ETUC, AB politikalarının çevre ülkelere taşınmasını sağlıyor. Direniş, grev gibi sözleri duyduğunda suratı ekşiyen Doğu Avrupa ülkelerinin bugünkü sendikacılarını tanımak isteyeceğinizi zannetmiyorum. Grev mi dediniz, sosyal diyalogla halletmek varken… Örgütlenme mi dediniz, patronu sendikanın kendisi için de işe yarayacağına ikna etmeye çalışmak varken… Sihirli sözcük “sosyal diyalogdur” ve sermaye sınıfına tam teslimiyetin makyajlanmış ifadesidir.

Türkiye’de ise 2000’lerin başında şişirilen AB balonunda ETUC’un fonksiyonu hiç hafife alınmamalıdır. Yüzbinlerce avro AB fonu Türkiye’deki sendikaların kasasına konuldu. Ortak eğitimler düzenlendi, projeler yapıldı. Hak-İş, Türk-İş, DİSK, KESK… Aralarında bu sürece dahil olmayanı yoktur. ETUC, AB burjuvazisi adına çok sıkı iş çıkarmıştır.

Avrupa sendikal hareketinin içinden komünistleri çıkarırsanız geriye kocaman bir ihanet enkazı kalır. Ekim devriminin hemen ertesinde kurulan Kızıl Sendikalar Enternasyonali (Profintern), İkinci savaşın bitiminde kurulan Dünya Sendikalar Federasyonu (WFTU), sermayeden ve kapitalist devletlerden bağımsız, işçi sınıfının ekonomik ve siyasal çıkarlarını birbirinden ayırmayan bir sendikal anlayışın mümkün olabileceğini gösterdiler. Bu anlayışı kapitalist ülkelerin kimi önemli sendikal merkezlerine taşımayı başardılar.

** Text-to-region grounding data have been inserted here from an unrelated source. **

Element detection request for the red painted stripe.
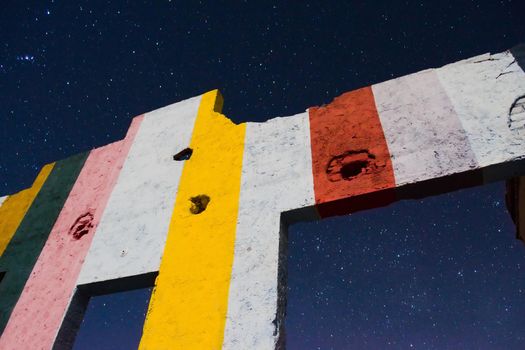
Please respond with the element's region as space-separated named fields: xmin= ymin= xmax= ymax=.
xmin=0 ymin=116 xmax=143 ymax=350
xmin=309 ymin=86 xmax=396 ymax=217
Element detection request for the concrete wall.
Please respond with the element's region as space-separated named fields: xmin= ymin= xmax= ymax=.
xmin=0 ymin=154 xmax=88 ymax=335
xmin=0 ymin=45 xmax=524 ymax=349
xmin=0 ymin=117 xmax=141 ymax=349
xmin=77 ymin=96 xmax=201 ymax=286
xmin=223 ymin=112 xmax=315 ymax=349
xmin=0 ymin=164 xmax=54 ymax=257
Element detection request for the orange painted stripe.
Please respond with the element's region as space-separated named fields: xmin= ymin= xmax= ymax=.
xmin=309 ymin=86 xmax=396 ymax=217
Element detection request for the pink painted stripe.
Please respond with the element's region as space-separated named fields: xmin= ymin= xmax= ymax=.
xmin=0 ymin=116 xmax=144 ymax=350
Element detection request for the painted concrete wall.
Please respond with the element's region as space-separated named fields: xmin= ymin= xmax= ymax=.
xmin=436 ymin=50 xmax=525 ymax=182
xmin=222 ymin=112 xmax=315 ymax=349
xmin=309 ymin=87 xmax=396 ymax=217
xmin=0 ymin=153 xmax=88 ymax=333
xmin=0 ymin=45 xmax=524 ymax=349
xmin=139 ymin=90 xmax=246 ymax=349
xmin=0 ymin=164 xmax=54 ymax=257
xmin=372 ymin=69 xmax=477 ymax=187
xmin=0 ymin=117 xmax=141 ymax=350
xmin=77 ymin=96 xmax=201 ymax=286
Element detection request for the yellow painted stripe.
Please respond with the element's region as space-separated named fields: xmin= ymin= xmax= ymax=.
xmin=0 ymin=163 xmax=54 ymax=256
xmin=139 ymin=90 xmax=246 ymax=350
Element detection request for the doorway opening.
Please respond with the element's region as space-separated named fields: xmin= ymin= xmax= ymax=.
xmin=71 ymin=287 xmax=152 ymax=350
xmin=286 ymin=182 xmax=525 ymax=349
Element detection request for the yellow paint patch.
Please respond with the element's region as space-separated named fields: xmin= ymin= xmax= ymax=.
xmin=0 ymin=163 xmax=54 ymax=256
xmin=139 ymin=90 xmax=246 ymax=349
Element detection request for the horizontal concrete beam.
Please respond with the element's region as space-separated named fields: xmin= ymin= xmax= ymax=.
xmin=0 ymin=45 xmax=524 ymax=349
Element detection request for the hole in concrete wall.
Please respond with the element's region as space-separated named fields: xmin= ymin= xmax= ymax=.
xmin=285 ymin=182 xmax=525 ymax=349
xmin=173 ymin=148 xmax=193 ymax=161
xmin=69 ymin=212 xmax=94 ymax=240
xmin=340 ymin=160 xmax=369 ymax=179
xmin=509 ymin=95 xmax=525 ymax=132
xmin=190 ymin=195 xmax=210 ymax=214
xmin=326 ymin=150 xmax=376 ymax=182
xmin=71 ymin=287 xmax=152 ymax=350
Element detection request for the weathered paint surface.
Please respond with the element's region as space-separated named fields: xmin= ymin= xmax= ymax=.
xmin=437 ymin=51 xmax=525 ymax=182
xmin=222 ymin=112 xmax=315 ymax=349
xmin=78 ymin=96 xmax=201 ymax=285
xmin=309 ymin=87 xmax=396 ymax=217
xmin=372 ymin=69 xmax=478 ymax=187
xmin=0 ymin=46 xmax=525 ymax=349
xmin=0 ymin=118 xmax=142 ymax=350
xmin=0 ymin=164 xmax=54 ymax=256
xmin=139 ymin=90 xmax=246 ymax=349
xmin=0 ymin=197 xmax=7 ymax=207
xmin=0 ymin=153 xmax=88 ymax=333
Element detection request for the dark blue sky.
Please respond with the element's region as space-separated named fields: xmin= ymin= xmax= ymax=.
xmin=287 ymin=182 xmax=525 ymax=349
xmin=1 ymin=1 xmax=525 ymax=349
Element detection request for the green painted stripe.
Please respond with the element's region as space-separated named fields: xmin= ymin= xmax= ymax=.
xmin=0 ymin=152 xmax=89 ymax=333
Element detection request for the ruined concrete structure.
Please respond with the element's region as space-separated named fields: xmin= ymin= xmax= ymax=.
xmin=1 ymin=45 xmax=525 ymax=349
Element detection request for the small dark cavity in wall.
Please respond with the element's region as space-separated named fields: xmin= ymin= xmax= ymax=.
xmin=508 ymin=95 xmax=525 ymax=132
xmin=326 ymin=150 xmax=377 ymax=182
xmin=69 ymin=212 xmax=94 ymax=240
xmin=173 ymin=148 xmax=193 ymax=161
xmin=189 ymin=195 xmax=210 ymax=214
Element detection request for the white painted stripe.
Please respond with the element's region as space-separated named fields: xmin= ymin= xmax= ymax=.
xmin=436 ymin=51 xmax=525 ymax=176
xmin=372 ymin=69 xmax=477 ymax=186
xmin=78 ymin=96 xmax=201 ymax=284
xmin=223 ymin=112 xmax=315 ymax=349
xmin=0 ymin=196 xmax=7 ymax=208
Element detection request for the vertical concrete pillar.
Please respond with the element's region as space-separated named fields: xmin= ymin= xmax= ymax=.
xmin=222 ymin=113 xmax=315 ymax=349
xmin=0 ymin=153 xmax=88 ymax=333
xmin=140 ymin=91 xmax=246 ymax=349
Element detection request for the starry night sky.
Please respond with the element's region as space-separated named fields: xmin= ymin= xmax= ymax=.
xmin=1 ymin=1 xmax=525 ymax=349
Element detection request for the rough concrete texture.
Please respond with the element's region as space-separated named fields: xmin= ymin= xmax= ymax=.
xmin=0 ymin=118 xmax=141 ymax=349
xmin=0 ymin=153 xmax=88 ymax=333
xmin=373 ymin=69 xmax=478 ymax=187
xmin=0 ymin=164 xmax=54 ymax=257
xmin=309 ymin=86 xmax=396 ymax=217
xmin=139 ymin=91 xmax=246 ymax=349
xmin=436 ymin=51 xmax=525 ymax=181
xmin=1 ymin=47 xmax=525 ymax=349
xmin=77 ymin=96 xmax=201 ymax=285
xmin=222 ymin=112 xmax=315 ymax=350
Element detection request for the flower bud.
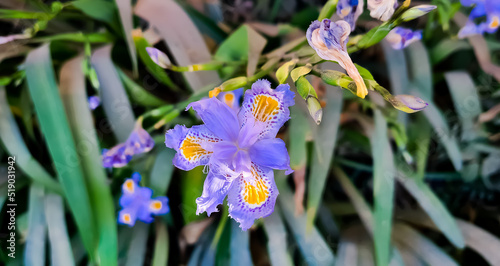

Sermayeden ve devletten bağımsız sendikal anlayış bugün uluslararası alanda güç kaybetmiş olabilir. Ancak bu anlayışın sendikal hareket ve işçi sınıfı üzerinde bıraktığı etkiyi ETUC ve benzerlerinin silmesi mümkün değildir. Bu da bir örgütlenme problemidir ve mevcut durum geçicidir.